Le gouvernement par la peur ne date pas d’hier. Dans le petit État où se déroule La Chartreuse de Parme, tout le monde vit dans la peur, à commencer par le prince Ranuce-Ernest IV qui regarde chaque soir sous son lit pour vérifier qu’aucun assassin ne s’y cache et « dépense un million, ce qui à Parme est comme quatre millions à Milan, pour avoir une bonne police ». Pour fuir cette police et les espions, pour chercher refuge dans les États voisins, en Lombardie, dans les territoires tenus par l’Autriche, ou plus loin, à Naples, en Suisse, en France, on passe les frontières en tremblant, muni de passeports vrais ou faux. Les principaux personnages vivent dans la peur : la si belle et fine duchesse Sanseverina craint pour son neveu Fabrice ; le comte Mosca, Premier ministre qui, comme le banquier Leuwen, (le père de Lucien), participe à la corruption du monde avec une distance ironique, a peur que les manigances de ses ennemis ne lui coûtent son poste, voire pire. Seul le héros principal – et le terme de héros est à prendre au sens fort – n’a jamais peur. Du champ de bataille de Waterloo jusqu’à la chartreuse où il se retire pour finir, Fabrice del Dongo traverse les pires dangers « avec la mine la plus fière et la plus noble ». Il lui arrive même d’y plonger volontairement – quand, pour revoir les yeux de celle qu’il aime, il retourne dans la terrible tour-prison où l’on cherche à l’empoisonner. Telle est la morale de ce livre – qui n’en expose évidemment aucune –, l’éloge d’une forme de vie ignorant la peur.

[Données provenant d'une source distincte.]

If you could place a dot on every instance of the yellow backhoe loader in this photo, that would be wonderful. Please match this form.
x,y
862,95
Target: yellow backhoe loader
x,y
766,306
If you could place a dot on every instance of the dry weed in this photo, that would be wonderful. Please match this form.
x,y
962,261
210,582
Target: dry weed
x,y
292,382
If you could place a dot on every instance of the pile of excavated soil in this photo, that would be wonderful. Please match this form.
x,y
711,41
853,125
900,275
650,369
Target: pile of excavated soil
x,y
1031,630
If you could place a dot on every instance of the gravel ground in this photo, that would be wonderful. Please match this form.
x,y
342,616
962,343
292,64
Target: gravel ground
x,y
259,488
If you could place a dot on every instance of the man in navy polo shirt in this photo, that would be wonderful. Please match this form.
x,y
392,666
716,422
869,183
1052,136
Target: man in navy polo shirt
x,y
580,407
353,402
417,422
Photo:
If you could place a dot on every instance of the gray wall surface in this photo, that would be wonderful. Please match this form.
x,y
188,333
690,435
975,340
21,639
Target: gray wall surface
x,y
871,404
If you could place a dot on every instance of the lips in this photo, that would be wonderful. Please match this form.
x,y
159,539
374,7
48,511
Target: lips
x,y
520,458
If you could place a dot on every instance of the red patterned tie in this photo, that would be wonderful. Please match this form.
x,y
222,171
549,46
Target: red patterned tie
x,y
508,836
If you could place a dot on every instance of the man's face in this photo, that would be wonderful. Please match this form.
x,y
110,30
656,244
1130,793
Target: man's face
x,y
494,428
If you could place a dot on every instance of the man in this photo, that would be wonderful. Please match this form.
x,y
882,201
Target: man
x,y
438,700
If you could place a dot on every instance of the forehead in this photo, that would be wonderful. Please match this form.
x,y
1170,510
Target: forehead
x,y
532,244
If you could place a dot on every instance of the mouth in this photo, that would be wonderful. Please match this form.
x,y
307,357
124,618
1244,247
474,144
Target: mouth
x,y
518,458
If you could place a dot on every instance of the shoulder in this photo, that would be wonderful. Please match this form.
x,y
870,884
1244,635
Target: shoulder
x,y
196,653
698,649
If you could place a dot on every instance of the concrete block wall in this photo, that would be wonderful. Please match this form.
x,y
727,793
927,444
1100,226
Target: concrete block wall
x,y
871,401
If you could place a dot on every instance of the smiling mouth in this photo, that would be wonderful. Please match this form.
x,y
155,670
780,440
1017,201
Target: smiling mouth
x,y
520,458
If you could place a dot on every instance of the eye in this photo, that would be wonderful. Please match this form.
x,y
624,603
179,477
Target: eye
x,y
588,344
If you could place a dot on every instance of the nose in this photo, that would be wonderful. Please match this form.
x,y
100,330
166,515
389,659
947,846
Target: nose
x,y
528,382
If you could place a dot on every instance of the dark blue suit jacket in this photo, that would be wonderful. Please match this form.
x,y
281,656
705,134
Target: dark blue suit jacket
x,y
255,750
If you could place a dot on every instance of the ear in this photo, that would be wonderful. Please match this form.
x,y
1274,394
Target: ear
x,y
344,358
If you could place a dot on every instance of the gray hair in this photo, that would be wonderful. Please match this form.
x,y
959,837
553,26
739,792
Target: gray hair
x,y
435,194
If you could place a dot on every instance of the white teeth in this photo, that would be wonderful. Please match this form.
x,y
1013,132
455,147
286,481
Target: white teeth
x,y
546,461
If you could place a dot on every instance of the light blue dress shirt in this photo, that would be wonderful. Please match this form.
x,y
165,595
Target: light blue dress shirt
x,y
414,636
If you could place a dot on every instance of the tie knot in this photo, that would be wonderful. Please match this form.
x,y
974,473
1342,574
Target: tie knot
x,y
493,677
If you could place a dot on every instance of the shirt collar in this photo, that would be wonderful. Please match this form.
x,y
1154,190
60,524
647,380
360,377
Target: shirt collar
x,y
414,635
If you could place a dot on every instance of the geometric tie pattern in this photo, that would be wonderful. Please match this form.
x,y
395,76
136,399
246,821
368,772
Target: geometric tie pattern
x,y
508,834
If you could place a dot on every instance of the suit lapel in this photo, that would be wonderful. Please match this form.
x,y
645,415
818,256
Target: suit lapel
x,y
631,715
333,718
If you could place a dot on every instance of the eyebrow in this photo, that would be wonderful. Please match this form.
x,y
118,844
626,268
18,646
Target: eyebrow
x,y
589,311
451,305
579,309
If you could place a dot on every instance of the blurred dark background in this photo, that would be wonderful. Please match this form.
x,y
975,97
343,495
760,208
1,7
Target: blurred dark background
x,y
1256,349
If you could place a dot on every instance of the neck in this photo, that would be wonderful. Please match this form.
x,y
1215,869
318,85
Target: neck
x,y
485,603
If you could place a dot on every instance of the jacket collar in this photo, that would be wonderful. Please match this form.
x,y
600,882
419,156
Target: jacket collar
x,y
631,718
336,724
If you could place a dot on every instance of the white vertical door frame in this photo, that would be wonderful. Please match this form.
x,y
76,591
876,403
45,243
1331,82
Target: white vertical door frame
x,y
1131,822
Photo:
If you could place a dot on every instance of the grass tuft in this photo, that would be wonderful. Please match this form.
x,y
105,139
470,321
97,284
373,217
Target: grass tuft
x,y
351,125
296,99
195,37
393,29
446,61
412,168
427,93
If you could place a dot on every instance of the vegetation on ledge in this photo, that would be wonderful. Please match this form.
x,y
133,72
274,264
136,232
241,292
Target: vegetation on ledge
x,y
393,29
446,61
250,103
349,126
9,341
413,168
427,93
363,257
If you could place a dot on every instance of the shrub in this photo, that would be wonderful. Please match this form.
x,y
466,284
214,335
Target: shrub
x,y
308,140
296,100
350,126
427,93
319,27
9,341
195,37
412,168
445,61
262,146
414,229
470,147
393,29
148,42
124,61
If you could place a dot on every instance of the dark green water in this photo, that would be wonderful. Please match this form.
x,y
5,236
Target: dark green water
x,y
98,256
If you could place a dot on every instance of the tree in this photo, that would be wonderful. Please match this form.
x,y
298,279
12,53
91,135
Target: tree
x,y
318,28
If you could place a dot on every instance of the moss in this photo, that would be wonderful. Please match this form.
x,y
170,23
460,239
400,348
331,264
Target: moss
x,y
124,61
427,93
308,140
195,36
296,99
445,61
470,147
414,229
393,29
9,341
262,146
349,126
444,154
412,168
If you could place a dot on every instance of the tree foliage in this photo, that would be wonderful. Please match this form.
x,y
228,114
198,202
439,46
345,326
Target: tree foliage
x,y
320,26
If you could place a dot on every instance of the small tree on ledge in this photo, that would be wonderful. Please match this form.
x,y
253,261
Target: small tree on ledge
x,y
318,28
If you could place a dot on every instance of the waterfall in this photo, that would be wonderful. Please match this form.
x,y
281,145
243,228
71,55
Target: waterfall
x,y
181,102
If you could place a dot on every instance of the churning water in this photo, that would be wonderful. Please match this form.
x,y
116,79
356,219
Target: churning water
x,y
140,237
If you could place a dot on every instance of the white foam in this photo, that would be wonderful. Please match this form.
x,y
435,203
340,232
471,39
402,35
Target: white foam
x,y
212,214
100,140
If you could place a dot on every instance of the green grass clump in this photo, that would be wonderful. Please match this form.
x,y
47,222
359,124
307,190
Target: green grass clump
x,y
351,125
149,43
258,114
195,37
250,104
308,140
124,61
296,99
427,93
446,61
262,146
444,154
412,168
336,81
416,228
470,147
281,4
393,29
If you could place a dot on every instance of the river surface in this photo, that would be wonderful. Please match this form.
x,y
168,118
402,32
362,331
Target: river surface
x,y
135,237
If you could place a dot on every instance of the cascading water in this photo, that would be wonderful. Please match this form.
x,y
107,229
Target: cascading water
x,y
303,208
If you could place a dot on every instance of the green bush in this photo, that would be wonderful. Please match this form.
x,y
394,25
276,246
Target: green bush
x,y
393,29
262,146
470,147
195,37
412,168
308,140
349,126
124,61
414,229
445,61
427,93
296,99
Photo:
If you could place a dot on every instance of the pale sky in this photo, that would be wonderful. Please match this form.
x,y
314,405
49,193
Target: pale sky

Un autre chef-d’œuvre montre où peut mener une peur collective et irrationnelle : The Chase (La poursuite impitoyable), film d’Arthur Penn qui date de 1966, avec les jeunes Marlon Brando, Robert Redford et Jane Fonda. Dans une petite ville du Texas, la nouvelle se répand qu’un fils du pays s’est évadé du pénitencier voisin. Des petits vieux prennent peur, l’inquiétude et l’excitation se propagent chez les ivrognes des bars, dans une grande fête où sont réunis les pires racistes de la ville, et dans un mouvement d’hystérie collective, c’est toute la population qui décroche ses fusils et se met en chasse. Le shérif (Brando) qui cherche à rétablir le calme est roué de coups mais il parvient pourtant à mettre la main sur le fugitif (Redford) avant la meute, au milieu des flammes et des coups de feu. L’affaire se termine mal et dans le dernier plan, on voit Brando, la gueule pleine de pansements, abandonner la ville dans la vieille voiture où il a entassé ses pauvres paquets. C’est la morale complémentaire de celle de La Chartreuse de Parme : empêchons les canailles de nous imposer le ministère de la peur.